40. After The Disco---Broken Bells
Just when you thought the still-surprising pairing of The Shins' James Mercer and super-producer Danger Mouse had run its course, the duo comes back with the best offering of their short career. While there's nothing here to replace High Road as their primary radio representation, ATD is robust and intricate, a collection of 13 songs that constantly takes risks, and catches you off guard in ways the band's debut album wasn't ready to pull off.

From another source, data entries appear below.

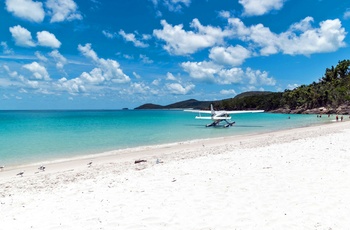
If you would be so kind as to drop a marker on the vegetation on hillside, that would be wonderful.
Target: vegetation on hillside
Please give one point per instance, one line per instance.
(332, 91)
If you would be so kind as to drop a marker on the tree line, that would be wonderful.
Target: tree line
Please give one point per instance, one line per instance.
(331, 91)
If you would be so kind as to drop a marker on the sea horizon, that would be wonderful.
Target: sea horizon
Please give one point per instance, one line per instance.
(29, 136)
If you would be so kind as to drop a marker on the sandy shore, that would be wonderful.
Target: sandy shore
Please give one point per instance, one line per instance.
(293, 179)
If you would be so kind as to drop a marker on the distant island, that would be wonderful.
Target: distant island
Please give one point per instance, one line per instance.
(330, 95)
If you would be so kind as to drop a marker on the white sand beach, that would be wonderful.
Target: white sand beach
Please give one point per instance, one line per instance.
(293, 179)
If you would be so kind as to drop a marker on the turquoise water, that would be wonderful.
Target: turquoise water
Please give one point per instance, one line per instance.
(31, 136)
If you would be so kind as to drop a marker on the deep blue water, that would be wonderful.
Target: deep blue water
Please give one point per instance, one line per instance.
(31, 136)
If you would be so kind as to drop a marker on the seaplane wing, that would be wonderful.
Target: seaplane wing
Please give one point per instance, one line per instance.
(219, 116)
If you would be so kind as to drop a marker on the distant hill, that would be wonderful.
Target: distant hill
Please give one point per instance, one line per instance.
(331, 94)
(192, 103)
(195, 104)
(252, 93)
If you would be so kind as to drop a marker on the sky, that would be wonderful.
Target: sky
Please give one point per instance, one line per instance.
(103, 54)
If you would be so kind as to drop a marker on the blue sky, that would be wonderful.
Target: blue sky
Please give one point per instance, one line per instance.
(102, 54)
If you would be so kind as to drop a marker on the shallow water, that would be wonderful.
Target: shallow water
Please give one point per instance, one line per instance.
(30, 136)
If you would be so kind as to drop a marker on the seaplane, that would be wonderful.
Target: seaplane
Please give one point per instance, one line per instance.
(219, 116)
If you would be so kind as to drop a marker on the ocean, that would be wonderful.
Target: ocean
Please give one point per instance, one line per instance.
(33, 136)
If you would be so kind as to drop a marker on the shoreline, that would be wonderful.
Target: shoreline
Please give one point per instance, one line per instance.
(294, 179)
(142, 151)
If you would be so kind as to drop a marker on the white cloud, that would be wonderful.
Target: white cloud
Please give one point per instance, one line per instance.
(72, 86)
(106, 73)
(136, 75)
(62, 10)
(180, 42)
(26, 9)
(231, 92)
(176, 5)
(202, 71)
(145, 59)
(59, 58)
(172, 5)
(346, 15)
(132, 38)
(48, 39)
(170, 77)
(88, 52)
(260, 7)
(39, 72)
(40, 56)
(257, 77)
(22, 36)
(300, 38)
(139, 88)
(156, 82)
(232, 55)
(230, 76)
(108, 34)
(212, 73)
(5, 48)
(178, 89)
(327, 38)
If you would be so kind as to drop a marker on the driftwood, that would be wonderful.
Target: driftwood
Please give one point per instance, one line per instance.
(140, 161)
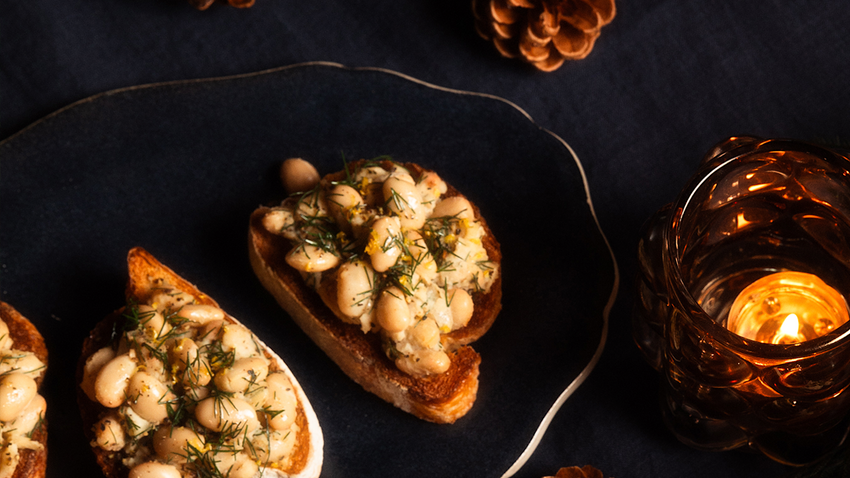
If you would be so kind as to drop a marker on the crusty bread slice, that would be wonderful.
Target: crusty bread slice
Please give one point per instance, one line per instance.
(33, 463)
(144, 269)
(440, 398)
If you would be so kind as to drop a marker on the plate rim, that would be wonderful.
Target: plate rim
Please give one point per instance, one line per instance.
(543, 426)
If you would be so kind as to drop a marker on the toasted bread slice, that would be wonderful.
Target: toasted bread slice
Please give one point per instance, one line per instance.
(440, 398)
(25, 337)
(146, 275)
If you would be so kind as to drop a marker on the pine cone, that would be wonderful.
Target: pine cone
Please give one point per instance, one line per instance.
(204, 4)
(542, 32)
(586, 471)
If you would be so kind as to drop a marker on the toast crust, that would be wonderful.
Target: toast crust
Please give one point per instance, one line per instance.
(33, 463)
(144, 269)
(440, 398)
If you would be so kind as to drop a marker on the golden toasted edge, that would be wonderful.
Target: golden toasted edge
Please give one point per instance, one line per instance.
(143, 268)
(33, 463)
(441, 398)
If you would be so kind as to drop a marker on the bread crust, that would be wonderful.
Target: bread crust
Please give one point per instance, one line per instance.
(440, 398)
(33, 463)
(143, 270)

39. Hell Can Wait---Vince Staples
Trust me, I loved Staples' verse on Earl Sweatshirt's Hive
as much as more than the next person, but even I wasn't prepared for Hell Can Wait. This is sinful hip-hop by an artist in notable command of both his aura and perception, tucking thoughtful and desperate lyrics into a bed of earthquake-inducing beats, establishing both his identity and worldview in a brisk 23 minutes.
38. Atlas---Real Estate
This, my friends, is the sound of a band who knows who they are. Still only three LPs into what will hopefully be a long career, Real Estate has defined their identity to a degree that few other acts can claim, causing Atlas to sound wholly familiar and intrinsic upon the very first listen. Martin Courtney and Matt Mondanile's guitars still tangle up into the most comfortingly laid-back of knots, while the former's voice makes breathy pronouncements with the brut force of a pillow.

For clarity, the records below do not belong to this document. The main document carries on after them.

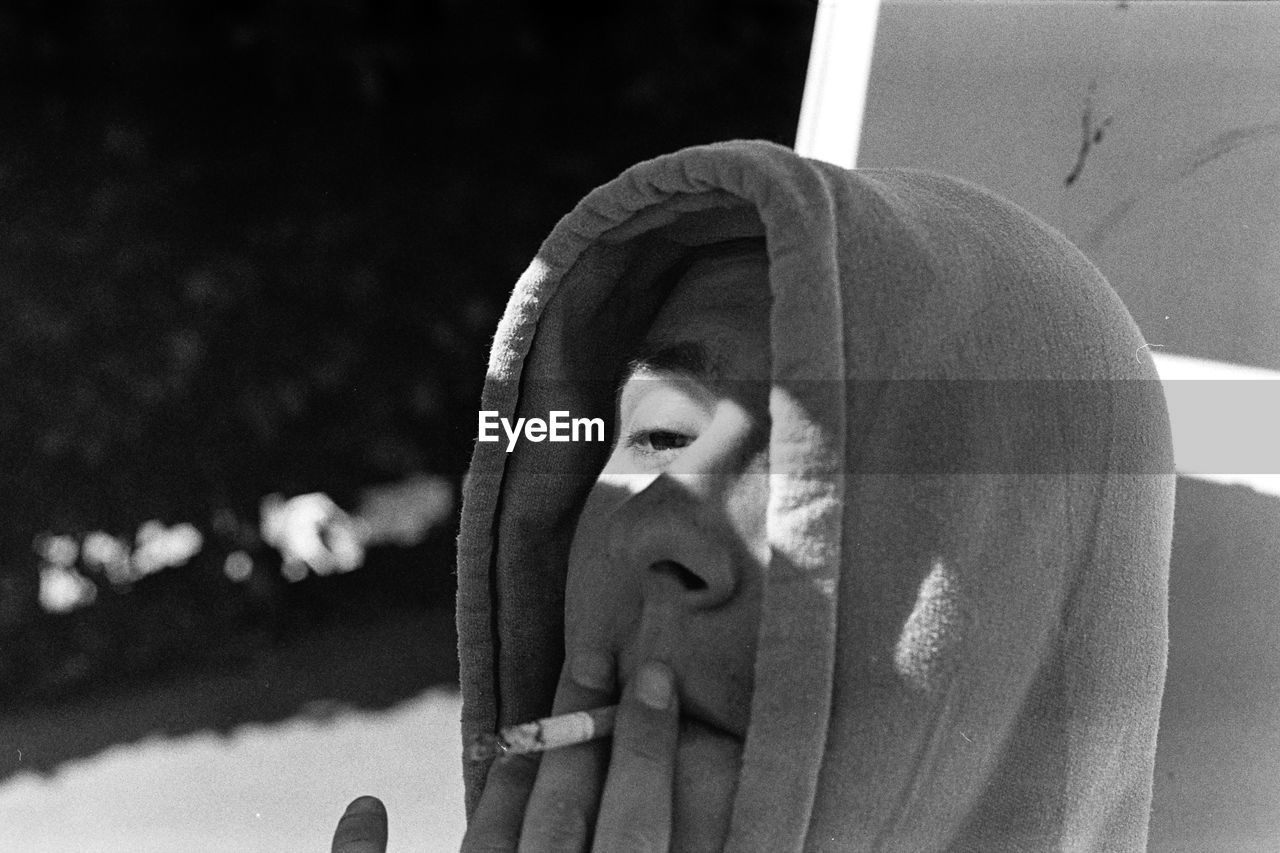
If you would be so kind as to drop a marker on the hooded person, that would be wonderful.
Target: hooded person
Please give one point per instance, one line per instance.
(890, 496)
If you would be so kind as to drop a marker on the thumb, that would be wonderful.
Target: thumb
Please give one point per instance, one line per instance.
(362, 828)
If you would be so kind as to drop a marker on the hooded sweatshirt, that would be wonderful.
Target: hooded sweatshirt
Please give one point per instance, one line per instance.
(963, 628)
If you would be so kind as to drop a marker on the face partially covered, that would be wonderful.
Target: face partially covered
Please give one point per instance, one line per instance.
(668, 553)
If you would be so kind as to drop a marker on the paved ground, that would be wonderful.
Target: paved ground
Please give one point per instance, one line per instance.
(264, 761)
(270, 788)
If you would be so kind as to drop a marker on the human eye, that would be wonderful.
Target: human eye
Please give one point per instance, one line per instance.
(653, 442)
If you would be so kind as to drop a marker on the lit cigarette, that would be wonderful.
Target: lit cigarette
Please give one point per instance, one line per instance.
(540, 735)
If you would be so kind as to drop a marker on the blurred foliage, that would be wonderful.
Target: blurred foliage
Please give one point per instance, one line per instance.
(255, 247)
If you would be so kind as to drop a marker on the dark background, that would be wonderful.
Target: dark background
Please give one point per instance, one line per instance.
(255, 247)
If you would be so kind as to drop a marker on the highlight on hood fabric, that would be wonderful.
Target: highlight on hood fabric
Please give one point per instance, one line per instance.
(964, 616)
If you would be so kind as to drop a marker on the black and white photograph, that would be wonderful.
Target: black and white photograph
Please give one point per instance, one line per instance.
(777, 425)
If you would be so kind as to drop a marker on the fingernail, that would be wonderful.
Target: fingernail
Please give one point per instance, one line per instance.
(653, 685)
(365, 806)
(593, 670)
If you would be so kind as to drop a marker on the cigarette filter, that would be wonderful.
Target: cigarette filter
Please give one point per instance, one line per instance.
(540, 735)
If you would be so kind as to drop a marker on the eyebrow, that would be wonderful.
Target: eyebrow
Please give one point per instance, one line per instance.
(682, 356)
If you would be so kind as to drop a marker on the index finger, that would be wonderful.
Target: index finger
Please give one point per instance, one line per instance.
(362, 828)
(566, 797)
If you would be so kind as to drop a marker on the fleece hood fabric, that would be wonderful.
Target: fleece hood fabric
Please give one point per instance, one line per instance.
(963, 630)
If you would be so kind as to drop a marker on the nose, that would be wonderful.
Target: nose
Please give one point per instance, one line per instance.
(679, 539)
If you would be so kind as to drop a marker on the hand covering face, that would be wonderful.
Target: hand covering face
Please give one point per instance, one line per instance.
(963, 616)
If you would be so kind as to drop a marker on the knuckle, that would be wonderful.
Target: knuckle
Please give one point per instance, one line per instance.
(649, 743)
(558, 825)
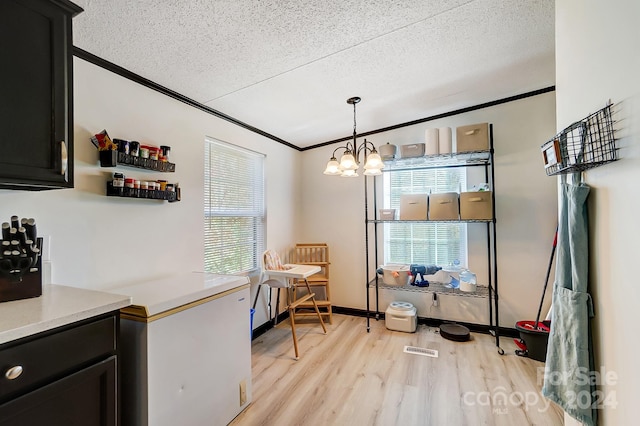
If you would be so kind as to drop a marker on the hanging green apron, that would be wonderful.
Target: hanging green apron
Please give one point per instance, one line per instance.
(569, 359)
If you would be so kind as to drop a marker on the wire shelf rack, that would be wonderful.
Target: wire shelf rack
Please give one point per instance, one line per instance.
(585, 144)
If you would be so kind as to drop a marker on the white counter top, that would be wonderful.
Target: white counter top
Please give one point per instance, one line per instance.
(161, 295)
(59, 305)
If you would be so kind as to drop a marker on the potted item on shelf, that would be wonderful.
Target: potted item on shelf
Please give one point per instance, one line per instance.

37. Built on Glass---Chet Faker
Chet Faker's music might feature more glossy production than we're used to from the 'bedroom pop' upstart genre, but there's little doubt about the settings in which Built on Glass was meant to be played. Sounding not unlike James Blake on happy pills, Faker throws longing, sex, defeat, romance, and hope into an elecro-pop blender, and the results are frequently glorious.

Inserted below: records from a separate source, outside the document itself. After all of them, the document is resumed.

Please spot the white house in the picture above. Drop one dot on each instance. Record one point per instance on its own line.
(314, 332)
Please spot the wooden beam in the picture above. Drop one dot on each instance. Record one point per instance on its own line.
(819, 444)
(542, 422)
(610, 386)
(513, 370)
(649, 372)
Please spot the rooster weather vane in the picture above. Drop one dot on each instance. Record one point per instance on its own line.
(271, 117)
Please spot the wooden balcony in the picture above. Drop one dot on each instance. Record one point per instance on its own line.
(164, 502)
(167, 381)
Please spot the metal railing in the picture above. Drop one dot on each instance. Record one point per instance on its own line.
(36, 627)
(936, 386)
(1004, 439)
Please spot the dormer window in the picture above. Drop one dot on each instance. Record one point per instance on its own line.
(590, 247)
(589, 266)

36. In Conflict---Owen Pallett
Is it even possible for Owen Pallett to create an ugly sound? The inaccurately-titled In Conflict is exclusively furnished with the loveliest of notes, each track gliding into and out of existence like a warm breeze, while Pallett's gentle, stately voice floats weightlessly over the proceedings. Watch out, Sufjan Stevens; Pallett's coming to steal your, 'King of Orchestral Pop,' crown, and he's coming fast.
35. Morning Phase---Beck
For such a long-awaited release by such an enigmatic artist, the intentions of Morning Phase are pretty obvious; create a sequel to 2002's Sea Change. Tabling all of the eccentric instrumentation that we're used to hearing from Bek David Campbell, MP is a sublimely sleepy record, packed exclusively with mid-to-down tempo loveliness that wraps you up in the most tender of embraces.
34. Rips---Ex Hex
Ex Hex may be a new band, but leader Mary Timony is no stranger to the game, having now been an active recording artist for the better part of 25 years. Perhaps that's why Rips feels so fully realized, a lightning-fast 35 minutes of back-to-basics pop-punk goodness that goes straight for the pleasure center, leaving all complexity at the door on its way in.
33. Darlings---Kevin Drew
Kevin Drew made his name in a band that once sported no fewer than 19 members; in the year 2014, only he marches on. Darlings, the first proper solo disc in Drew's lengthy career, couldn't be farther removed from Broken Social Scene, trading in the heart-swelling bombast of that band for a modest, electro-tinged groove that's far more inclined to host the after-party than the big, bustling main event.
32. 9 Dead Alive---Rodrigo y Gabriela
Welcome back RodGab; you've been sorely missed. 9 Dead Alive marks the duo's first album by themselves in nearly five years, though time has done almost nothing to change their ways. It's still just their two acoustic guitars, strummed and picked at warp speed with dazzling interplay that somehow makes a single genre out of rock, metal, and nuevo flamenco. They sound virtually the same as they always have, and virtually no one else sounds like them.
31. Drop the Vowels---Millie & Andrea
For my money, this is the better of Andy Stott's two 2014 LP's, even if he needed Miles Whittaker's help to pull it off. Drop the Vowels is a dark, dangerous place to be; serrated sounds slice through the air as dense beats land with a force that reverberates through the foggy, nighttime air. There's always been a ghostly feeling to Stott's otherworldly instrumentals, but the menace that Whittaker brings takes this album to a different place entirely.